The New California Republic wrote:Women and girls should be able to get hold of emergency contraception more easily without the need for a consultation with a pharmacist, say women's health experts.
A report by the Royal College of Obstetricians and Gynaecologists recommends the morning-after pill "should be sold straight off the shelf", like condoms.There are too many barriers to health services for women in the UK, it says.
The report, Better for Women, is also calling for women to be allowed to take the first abortion pill at home, as well as the second, if they know they are less than 10 weeks pregnant.
https://www.bbc.co.uk/news/health-50601735
I have heard conflicting reports/studies as to whether the morning-after pill will kill a fertilized embryo (unborn human) or not.
https://www.npr.org/sections/health-shots/2013/02/22/172595689/morning-after-pills-dont-cause-abortion-studies-say
But it turns out, at least when it comes to Plan B, there is now fairly definitive research that shows the only way it works is by preventing ovulation, and therefore, fertilization.
"We've learned a lot about how these drugs work," says Diana Blithe, a biochemist and contraceptive researcher at the National Institute of Child Health and Human Development. "I think it's time to revise our speculations about how things might work in view of data that show how things do work."
For example, says Blithe, a study published just last year led the International Federation of Gynecology and Obstetrics to declare that Plan B does not inhibit implantation. And some abortion opponents in the medical community are beginning to accept that conclusion.
https://www.nationalreview.com/2014/10/yes-plan-b-can-kill-embryos-donna-harrison/
If Plan B is taken five to two days before egg release is due to happen, the interference with the LH signal prevents a woman from releasing an egg, no fertilization happens, and no embryo is formed.

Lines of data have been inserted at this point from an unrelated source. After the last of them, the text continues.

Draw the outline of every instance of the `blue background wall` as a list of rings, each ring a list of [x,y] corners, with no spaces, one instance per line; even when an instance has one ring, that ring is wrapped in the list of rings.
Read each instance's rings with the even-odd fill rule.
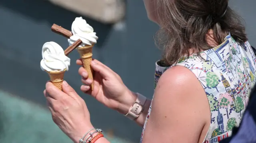
[[[233,0],[230,3],[230,6],[245,19],[251,44],[256,45],[254,34],[256,20],[253,14],[255,12],[254,6],[256,4],[256,1]],[[126,10],[124,21],[115,25],[103,24],[83,17],[93,26],[99,37],[98,43],[94,48],[93,57],[119,74],[131,90],[151,98],[153,93],[155,62],[160,57],[160,51],[156,47],[153,39],[158,27],[148,20],[142,0],[127,1]],[[78,16],[80,16],[77,14],[42,0],[0,0],[0,89],[6,92],[0,94],[0,101],[5,104],[2,104],[5,105],[6,108],[11,108],[10,105],[8,106],[11,104],[8,102],[15,100],[12,98],[6,97],[9,96],[6,94],[11,94],[14,97],[21,98],[15,100],[16,102],[12,103],[19,104],[19,100],[25,99],[24,102],[26,103],[22,105],[30,107],[22,108],[24,109],[23,110],[13,108],[8,110],[2,107],[0,108],[2,109],[0,117],[3,121],[2,125],[0,123],[0,135],[4,132],[6,135],[10,133],[8,131],[1,130],[1,127],[5,126],[15,128],[14,131],[16,132],[14,133],[16,134],[26,133],[29,129],[25,125],[17,127],[8,123],[6,121],[14,118],[8,115],[10,112],[14,115],[16,112],[16,114],[19,113],[20,116],[13,121],[18,122],[21,120],[19,118],[23,118],[25,115],[22,116],[22,115],[26,115],[22,114],[22,112],[39,105],[42,107],[38,108],[38,110],[26,112],[40,113],[40,109],[45,107],[46,101],[42,92],[49,78],[47,74],[42,71],[40,67],[42,46],[46,42],[54,41],[64,48],[67,47],[67,39],[52,32],[51,26],[55,23],[70,29],[72,22]],[[85,100],[91,111],[94,125],[113,133],[114,137],[138,142],[141,128],[80,91],[81,83],[78,74],[79,67],[75,64],[79,55],[74,51],[69,57],[72,60],[71,66],[70,70],[65,73],[65,79]],[[4,98],[4,96],[6,97]],[[36,104],[30,103],[31,102]],[[22,108],[23,106],[20,105],[18,108]],[[96,111],[100,112],[98,113],[94,112]],[[44,119],[44,121],[52,123],[48,112],[46,112],[45,114],[42,113],[42,114],[36,114],[38,115],[32,118],[38,119],[38,123],[40,123],[40,119]],[[32,125],[28,123],[26,125],[28,127]],[[36,125],[40,127],[40,123]],[[52,131],[47,129],[52,127],[51,125],[49,126],[48,128],[42,129],[46,132],[44,133],[47,134],[47,132]],[[54,132],[56,134],[59,133],[57,131]],[[33,132],[29,136],[25,134],[24,139],[19,141],[26,143],[29,141],[34,141],[28,139],[30,136],[33,135]],[[64,136],[61,134],[60,137]],[[49,137],[47,135],[38,137],[40,139]],[[1,138],[13,142],[18,141],[15,138],[12,138],[11,135],[0,136],[0,141]]]

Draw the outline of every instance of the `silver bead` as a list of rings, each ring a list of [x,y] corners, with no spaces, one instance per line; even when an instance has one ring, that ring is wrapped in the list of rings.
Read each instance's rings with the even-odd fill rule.
[[[79,143],[83,143],[83,142],[84,142],[83,139],[79,139]]]

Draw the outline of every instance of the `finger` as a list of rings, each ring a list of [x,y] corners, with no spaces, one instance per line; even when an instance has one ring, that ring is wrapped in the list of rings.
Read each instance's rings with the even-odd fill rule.
[[[91,85],[92,84],[92,80],[90,78],[86,79],[82,78],[81,80],[82,82],[85,84]]]
[[[90,87],[89,86],[82,85],[80,88],[80,89],[82,91],[86,94],[92,95],[92,90],[90,90]]]
[[[80,67],[78,69],[78,74],[84,78],[88,78],[88,73],[83,67]]]
[[[104,64],[103,64],[102,63],[100,62],[99,61],[98,61],[98,60],[96,60],[96,59],[93,59],[93,61],[95,61],[95,63],[97,63],[98,64],[100,64],[100,65],[102,65],[102,66],[104,66],[106,69],[108,69],[109,70],[111,71],[112,71],[112,70],[110,68],[109,68],[108,67],[106,66],[106,65],[105,65]]]
[[[114,76],[113,73],[114,72],[102,65],[98,64],[94,61],[91,62],[91,66],[94,71],[98,72],[104,78],[110,79]]]
[[[52,98],[57,100],[61,98],[63,94],[63,92],[55,87],[50,81],[46,82],[45,88],[46,96],[46,97],[48,96]]]
[[[62,82],[62,91],[74,99],[78,99],[80,97],[76,91],[66,81],[63,81]]]
[[[78,65],[80,66],[83,65],[83,62],[82,61],[82,60],[81,59],[78,59],[76,60],[76,63],[77,65]]]
[[[82,85],[81,86],[80,89],[81,89],[81,90],[82,90],[82,91],[83,92],[86,92],[87,91],[89,91],[89,90],[90,90],[90,86],[85,85]]]
[[[46,97],[46,90],[45,89],[44,90],[44,97]]]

Current studies do not demonstrate a harmful effect on the embryo if Plan B is taken after egg release.
Many authors focus on these two facts to make the sweeping claim that Plan B has no effect on a human embryo. What they are forgetting is Plan B’s effect at step 3, the two-day window in which embryos can form but positive pregnancy tests don’t occur. That’s the window during which the studies mentioned above suggest that Plan B has a likely embryocidal effect in stopping pregnancy.
Hopefully, if the UK's experts reach the conclusion that the morning-after pill has embryocidal effects, it will be banned except where prescribed by a doctor to a rape victim or woman with an ectopic pregnancy or other condition causing a reasonable belief she will suffer death or other grave injury beyond the normal effects of a healthy pregnancy.